It’s okay to not be “healthy” all the time

A student argues it’s important to not get caught up in advice and recommendations from health influencers on social media.


When I open my TikTok and start scrolling on my phone, the last thing I want to think about are my health habits and lifestyle choices. My goal is to relax for a few minutes and to get my mind away from everyday concerns like school and work. 

Unfortunately, most of the videos I see tell me my eating habits are messing up my body, and consist of  “experts” giving unwarranted recommendations on how to live a healthier life. It’s incredibly overwhelming to constantly see new health trends I will never be able to follow. Instead of finding the instant relief I hope to attain on social media, I end up stressing about how “healthy” I am. 

The pressure of being “healthy” is getting out of control as more health influencers populate social media. There are approximately 50,000 health influencers on Instagram, and nearly two-thirds have given misleading advice at some point, The New York Times reported.

Overexposure to health advice on social media can make people believe they have to follow every new trend to be “healthy.” However, not all recommendations are fact-based, and health is an intricate matter that should not be handled so carelessly. It’s okay to not be 100 percent “healthy” all of the time, and people should be able to live according to their own definition of health without feeling pressured by social media content. 

“Healthy” is portrayed on social media as someone who eats clean, exercises daily, takes supplements and uses expensive skincare products. Viewers are exposed to people who claim to be living a healthier lifestyle by using products, like supplementary green powders, or practicing intermittent fasting. However, people should manage their own health personally and follow advice from health professionals, instead of being pressured by social media. 

It can be overwhelming to keep up with content creators’ everchanging advice for what is “healthy,” while their definition of “health” is unattainable for the average person. 

“We’ve known since before the advent of X and Instagram and TikTok that if we are exposed to repeated images of idealized versions of physical attractiveness, we feel worse about ourselves,” said David Sarwer, the associate dean for research and director of Temple’s Center for Obesity and Education.

Additionally, a constant overexposure to health advice or misleading tips can lead to the development of eating disorders. People can also develop disorders like orthorexia, compulsive health-related behaviors, due to online health trends, according to Gundersen Health System.  It is especially important for people to rely on experts to create daily habits that are appropriate for them and fit their lifestyle. 

More health influencers have surfaced since the start of the COVID-19 pandemic, recommending expensive supplements or extreme diets and promising viewers that if they listen to them their lives will be changed. 

Kennedy Dupree, a senior finance major, often feels pressured to be “healthy” when she sees videos of influences promoting health standards online, she said.

“It can definitely be overwhelming, especially for people like me, who are a little bigger on that scale, it can be traumatizing sometimes,” Dupree said. 

While doctors, registered dieticians and workout coaches have started giving health advice on social media, influencers without any qualifications are also sharing their health secrets regardless if they’re scientifically proven or not, contributing to the spread of misinformation. 

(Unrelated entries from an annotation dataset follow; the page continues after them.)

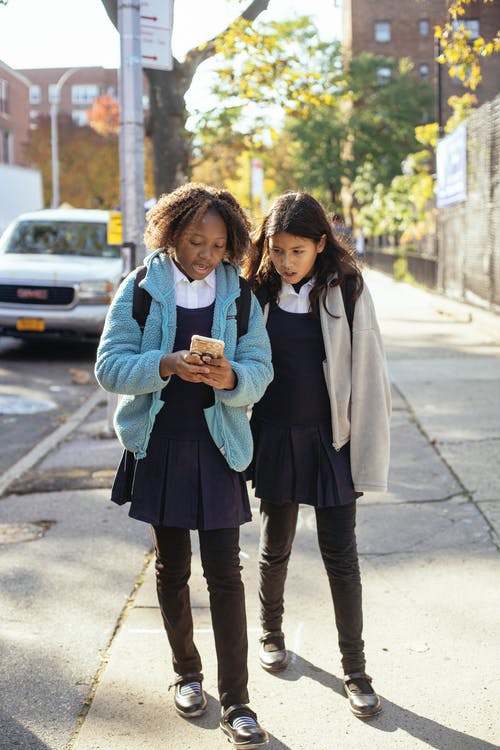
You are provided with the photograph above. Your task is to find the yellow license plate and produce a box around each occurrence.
[16,318,45,333]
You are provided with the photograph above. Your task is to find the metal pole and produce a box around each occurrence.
[107,0,144,434]
[118,0,144,263]
[50,68,78,208]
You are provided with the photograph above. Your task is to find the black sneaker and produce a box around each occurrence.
[170,672,207,719]
[220,704,269,750]
[259,630,288,672]
[344,672,382,719]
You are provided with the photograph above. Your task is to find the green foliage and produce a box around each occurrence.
[191,17,433,210]
[434,0,500,91]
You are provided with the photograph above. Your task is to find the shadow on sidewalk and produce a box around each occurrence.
[0,709,50,750]
[270,651,498,750]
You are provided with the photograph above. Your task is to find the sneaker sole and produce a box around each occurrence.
[175,702,207,719]
[221,727,269,750]
[349,706,382,719]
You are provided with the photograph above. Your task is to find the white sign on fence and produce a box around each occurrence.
[436,123,467,208]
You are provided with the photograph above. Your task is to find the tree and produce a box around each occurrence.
[434,0,500,91]
[196,17,433,207]
[102,0,269,195]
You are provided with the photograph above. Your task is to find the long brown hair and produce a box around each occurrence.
[243,193,363,316]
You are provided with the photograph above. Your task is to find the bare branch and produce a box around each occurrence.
[184,0,269,74]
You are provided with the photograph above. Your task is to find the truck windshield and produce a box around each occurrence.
[0,221,120,258]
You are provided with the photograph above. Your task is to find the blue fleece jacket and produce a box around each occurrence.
[95,250,273,471]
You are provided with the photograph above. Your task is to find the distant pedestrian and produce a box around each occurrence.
[245,193,390,718]
[95,183,272,747]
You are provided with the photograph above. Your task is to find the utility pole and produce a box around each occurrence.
[50,68,78,208]
[118,0,144,265]
[107,0,144,435]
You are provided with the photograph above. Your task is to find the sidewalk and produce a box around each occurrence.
[0,271,500,750]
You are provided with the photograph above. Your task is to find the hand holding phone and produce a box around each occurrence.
[189,333,224,360]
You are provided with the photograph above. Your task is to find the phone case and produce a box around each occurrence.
[190,333,224,359]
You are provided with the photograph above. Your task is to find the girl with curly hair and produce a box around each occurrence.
[245,193,390,718]
[95,183,272,747]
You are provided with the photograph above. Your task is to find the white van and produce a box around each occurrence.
[0,208,123,341]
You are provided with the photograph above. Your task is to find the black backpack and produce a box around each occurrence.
[132,266,252,339]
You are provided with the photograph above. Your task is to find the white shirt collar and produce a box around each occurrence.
[278,277,314,313]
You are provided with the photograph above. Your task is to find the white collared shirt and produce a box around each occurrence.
[278,278,314,313]
[169,258,216,310]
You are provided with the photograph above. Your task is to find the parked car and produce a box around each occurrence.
[0,208,123,341]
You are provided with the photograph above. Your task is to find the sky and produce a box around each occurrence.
[0,0,340,70]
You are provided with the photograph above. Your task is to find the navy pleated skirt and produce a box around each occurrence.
[247,418,361,508]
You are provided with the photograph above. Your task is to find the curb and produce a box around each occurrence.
[0,389,106,498]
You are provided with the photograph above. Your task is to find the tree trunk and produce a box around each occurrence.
[145,61,191,197]
[102,0,269,197]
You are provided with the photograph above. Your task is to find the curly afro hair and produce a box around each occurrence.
[144,182,251,265]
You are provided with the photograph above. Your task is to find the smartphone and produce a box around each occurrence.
[189,333,224,359]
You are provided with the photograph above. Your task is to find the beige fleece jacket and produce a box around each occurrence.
[264,284,391,492]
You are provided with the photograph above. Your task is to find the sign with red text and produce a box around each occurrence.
[141,0,174,70]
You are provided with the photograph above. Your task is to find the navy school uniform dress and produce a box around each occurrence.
[247,305,360,508]
[252,290,365,673]
[111,303,251,531]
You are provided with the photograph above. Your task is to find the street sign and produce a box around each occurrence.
[107,211,123,245]
[141,0,174,70]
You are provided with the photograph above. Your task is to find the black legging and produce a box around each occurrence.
[153,526,248,708]
[259,500,365,673]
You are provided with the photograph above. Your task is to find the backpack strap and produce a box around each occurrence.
[132,266,151,331]
[236,276,252,341]
[132,266,252,339]
[340,276,357,341]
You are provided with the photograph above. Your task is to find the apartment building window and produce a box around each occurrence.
[452,18,479,41]
[71,109,88,128]
[0,79,9,115]
[0,130,11,164]
[30,86,42,104]
[71,84,99,104]
[377,68,391,86]
[373,21,391,42]
[49,83,59,104]
[418,18,430,36]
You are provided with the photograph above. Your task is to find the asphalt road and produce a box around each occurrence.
[0,337,96,474]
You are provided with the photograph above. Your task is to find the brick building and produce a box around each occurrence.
[0,60,30,165]
[18,67,118,125]
[342,0,500,118]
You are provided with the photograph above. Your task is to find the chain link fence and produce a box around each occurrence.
[365,95,500,312]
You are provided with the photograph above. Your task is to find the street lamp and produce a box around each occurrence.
[50,68,78,208]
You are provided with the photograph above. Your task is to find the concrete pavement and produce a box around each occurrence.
[0,271,500,750]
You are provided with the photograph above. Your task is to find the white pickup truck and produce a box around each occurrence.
[0,208,123,341]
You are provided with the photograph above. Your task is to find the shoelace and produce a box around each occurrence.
[231,716,257,731]
[347,677,375,695]
[179,682,201,698]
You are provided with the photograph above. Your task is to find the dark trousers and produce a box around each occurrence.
[153,526,248,708]
[259,500,365,674]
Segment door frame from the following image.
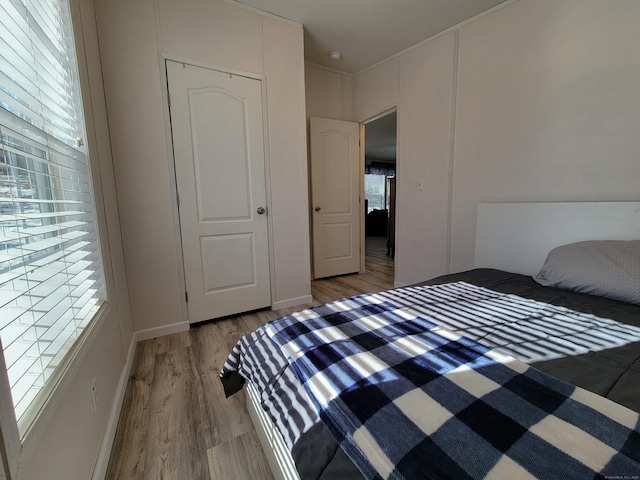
[360,105,400,286]
[158,52,276,323]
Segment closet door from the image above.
[167,61,271,323]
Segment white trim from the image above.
[133,321,189,343]
[18,303,111,475]
[271,295,313,310]
[304,60,354,78]
[91,335,138,480]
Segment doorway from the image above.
[364,111,397,267]
[167,61,271,323]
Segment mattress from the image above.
[222,269,640,479]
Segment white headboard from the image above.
[474,202,640,275]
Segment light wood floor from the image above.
[106,237,394,480]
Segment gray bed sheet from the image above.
[292,269,640,480]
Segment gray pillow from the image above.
[533,240,640,305]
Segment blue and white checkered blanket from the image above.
[266,286,640,480]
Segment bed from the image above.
[221,203,640,480]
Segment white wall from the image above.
[354,0,640,284]
[304,64,354,122]
[97,0,310,330]
[15,0,133,480]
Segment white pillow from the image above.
[533,240,640,305]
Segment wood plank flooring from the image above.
[106,237,394,480]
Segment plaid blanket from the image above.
[266,286,640,479]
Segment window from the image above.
[0,0,106,436]
[364,173,387,213]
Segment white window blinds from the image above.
[0,0,106,435]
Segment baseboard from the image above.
[91,322,189,480]
[91,335,138,480]
[134,322,189,342]
[271,295,313,310]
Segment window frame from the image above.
[0,0,115,472]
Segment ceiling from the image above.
[232,0,505,74]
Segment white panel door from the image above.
[167,61,271,323]
[310,118,360,278]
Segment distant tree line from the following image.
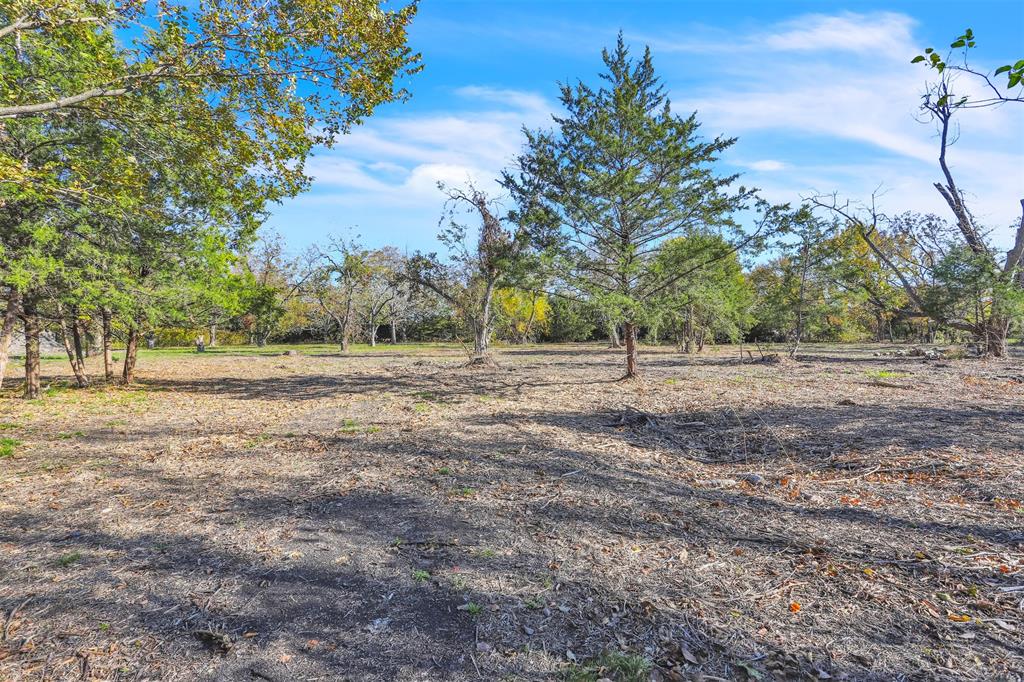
[0,15,1024,397]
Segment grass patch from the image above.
[57,552,82,568]
[867,370,910,379]
[340,419,381,433]
[562,651,651,682]
[242,433,270,450]
[0,438,22,459]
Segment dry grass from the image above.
[0,347,1024,681]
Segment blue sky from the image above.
[267,0,1024,253]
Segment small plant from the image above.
[57,552,82,568]
[867,370,910,379]
[562,651,651,682]
[0,438,22,459]
[242,433,270,450]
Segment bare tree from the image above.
[404,183,528,361]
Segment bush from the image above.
[153,327,249,348]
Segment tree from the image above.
[404,184,530,363]
[504,36,776,377]
[815,29,1024,357]
[355,247,407,346]
[495,288,551,343]
[303,237,370,352]
[0,0,419,397]
[653,233,752,353]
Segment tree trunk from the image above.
[683,305,693,355]
[0,289,22,387]
[608,324,623,348]
[71,309,88,368]
[22,298,40,400]
[100,308,114,381]
[121,324,138,385]
[623,322,637,379]
[984,316,1010,357]
[57,304,89,388]
[473,324,487,359]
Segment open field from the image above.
[0,346,1024,681]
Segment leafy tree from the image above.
[495,288,551,343]
[542,292,598,342]
[504,36,774,377]
[654,233,753,353]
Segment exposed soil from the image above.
[0,346,1024,681]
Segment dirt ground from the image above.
[0,346,1024,681]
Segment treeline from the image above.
[0,9,1024,397]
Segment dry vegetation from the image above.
[0,347,1024,681]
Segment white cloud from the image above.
[654,12,1024,242]
[300,86,552,213]
[268,12,1024,251]
[737,159,787,173]
[749,12,915,58]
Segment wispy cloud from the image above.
[272,12,1024,249]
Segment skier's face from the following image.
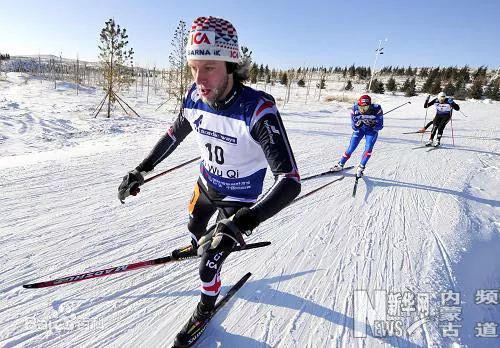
[188,60,233,104]
[358,105,370,114]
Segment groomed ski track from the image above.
[0,77,500,348]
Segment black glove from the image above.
[198,207,260,256]
[118,169,144,203]
[363,120,377,127]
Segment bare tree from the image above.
[168,21,190,110]
[94,18,139,118]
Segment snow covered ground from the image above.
[0,73,500,347]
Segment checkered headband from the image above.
[186,16,240,63]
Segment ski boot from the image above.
[330,162,344,172]
[171,244,196,260]
[174,302,213,348]
[356,164,365,178]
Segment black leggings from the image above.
[188,181,251,307]
[431,115,451,139]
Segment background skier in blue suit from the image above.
[331,95,384,178]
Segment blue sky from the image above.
[0,0,500,68]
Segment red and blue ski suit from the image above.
[340,104,384,167]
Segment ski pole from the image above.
[450,110,455,146]
[384,101,411,116]
[144,157,201,183]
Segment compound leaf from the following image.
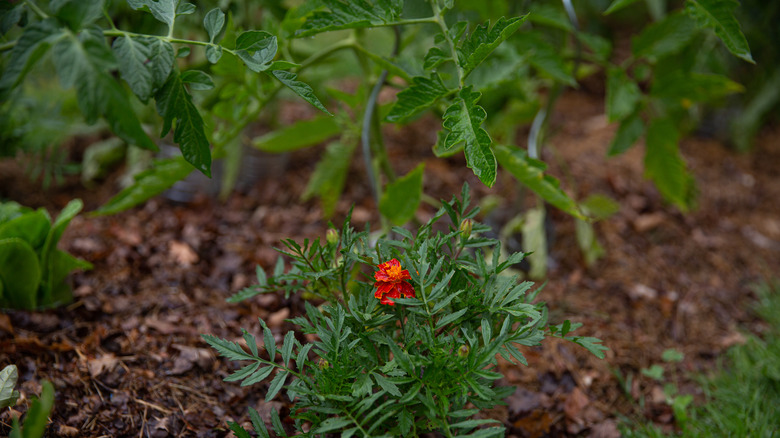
[458,14,528,78]
[379,163,425,225]
[495,146,586,219]
[607,68,642,122]
[441,86,496,187]
[155,71,211,177]
[685,0,755,64]
[295,0,403,37]
[95,157,192,215]
[271,70,333,115]
[0,19,64,100]
[52,31,157,150]
[385,73,449,123]
[645,118,695,211]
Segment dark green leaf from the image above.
[271,70,332,115]
[0,237,42,310]
[236,30,278,73]
[458,15,528,77]
[423,47,452,70]
[295,0,403,37]
[685,0,755,64]
[379,163,425,225]
[631,13,695,60]
[95,157,192,215]
[155,71,211,177]
[442,86,496,187]
[181,70,214,90]
[203,8,225,43]
[127,0,195,28]
[0,19,60,101]
[650,71,744,102]
[385,73,449,123]
[49,0,103,32]
[607,112,645,157]
[265,370,289,401]
[0,365,19,409]
[312,417,354,433]
[22,380,54,438]
[645,118,695,211]
[302,141,357,217]
[53,31,157,150]
[604,0,637,15]
[495,146,586,219]
[607,68,642,122]
[252,116,341,153]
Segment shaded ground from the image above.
[0,93,780,437]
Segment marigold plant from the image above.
[204,187,606,437]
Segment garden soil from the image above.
[0,91,780,437]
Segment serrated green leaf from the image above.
[249,407,271,438]
[0,237,42,310]
[685,0,755,64]
[379,163,425,225]
[645,118,695,211]
[631,13,695,60]
[385,73,449,123]
[203,8,225,43]
[566,336,609,359]
[650,71,744,105]
[302,141,357,217]
[0,18,60,101]
[127,0,195,29]
[528,2,574,32]
[312,417,354,433]
[442,86,496,187]
[0,365,19,409]
[206,45,222,64]
[295,0,403,38]
[607,68,642,122]
[242,366,274,386]
[236,30,278,73]
[423,46,452,70]
[457,14,528,78]
[93,157,192,215]
[495,146,586,219]
[155,71,211,177]
[200,335,256,360]
[181,70,214,90]
[372,373,401,397]
[49,0,103,32]
[271,70,333,116]
[512,31,577,87]
[52,31,157,150]
[607,112,645,157]
[252,116,341,155]
[604,0,637,15]
[265,371,289,401]
[22,380,54,438]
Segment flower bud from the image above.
[460,219,474,239]
[325,228,339,245]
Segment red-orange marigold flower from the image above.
[374,259,415,306]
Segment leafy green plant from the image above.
[0,199,92,310]
[203,186,606,437]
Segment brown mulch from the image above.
[0,92,780,437]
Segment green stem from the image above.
[24,0,49,20]
[431,0,466,88]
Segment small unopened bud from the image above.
[325,228,339,245]
[460,219,474,239]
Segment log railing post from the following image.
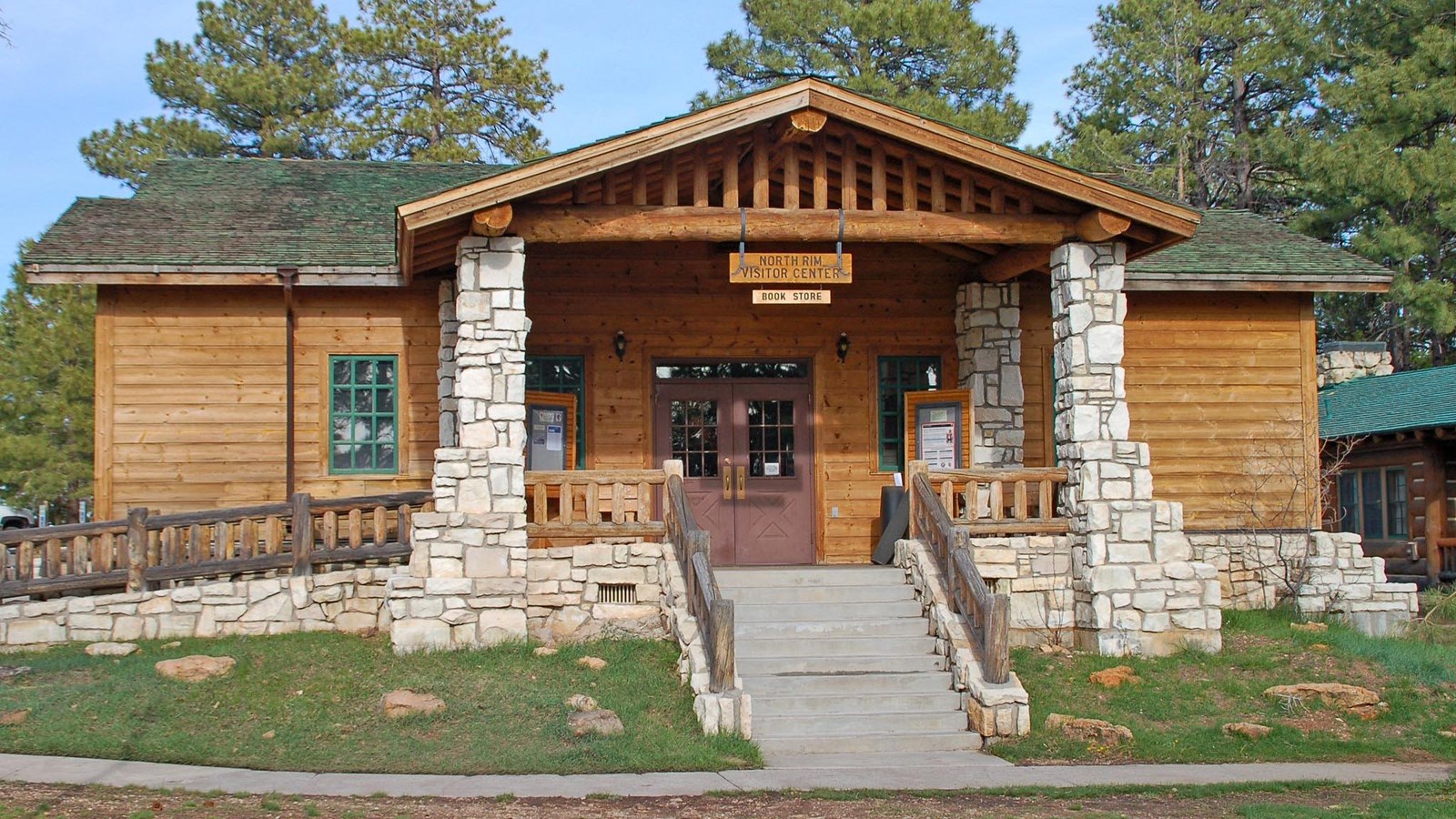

“We as consumers of social media are being bombarded by scientific and health-based information and as a result, it can be really hard for people to figure out who are the reputable sources and what’s the evidence-based information, as opposed to somebody who’s on social media looking to make money off consumers,” Sarwer said. 

College students are especially vulnerable to health trends because they spend a lot of time online. On average, college students spend between one and three hours on social media a day, according to a July 2022 study by the National Institutes of Health. The amount of time students spend online exposes them to an overflow of information about health habits.

It might be stressful for young people to see various tips that promise to improve their health, especially because social media has a great influence on self image and can promote dangerous beauty standards. This could result in people developing unhealthy fitness habits in the process, like excessively working out every  day or taking expensive supplements without consulting with a specialist first.

Pressure on social media influenced Sakiyah Allen-Sheffey, a junior criminal justice major, to change her eating and exercise habits, but realized popular trends, like fancy green powders and complicated workout routines, don’t work for her and her lifestyle, she said.

“I feel inclined to start a healthier life sometimes, like you see [influencers] going to the gym, eating this and doing that and it’s like should I be doing this?” Allen-Sheffey said. “ That’s not realistic for me, I can’t do those things or some of those things are not for me.”

The growing health trends on social media are exhausting and it’s time to normalize that being healthy doesn’t look the same for everyone. It’s okay to not follow all the advice we are bombarded with online and it’s okay to eat a full meal, drink carbonated drinks and enjoy life without trying to follow unattainable standards of health.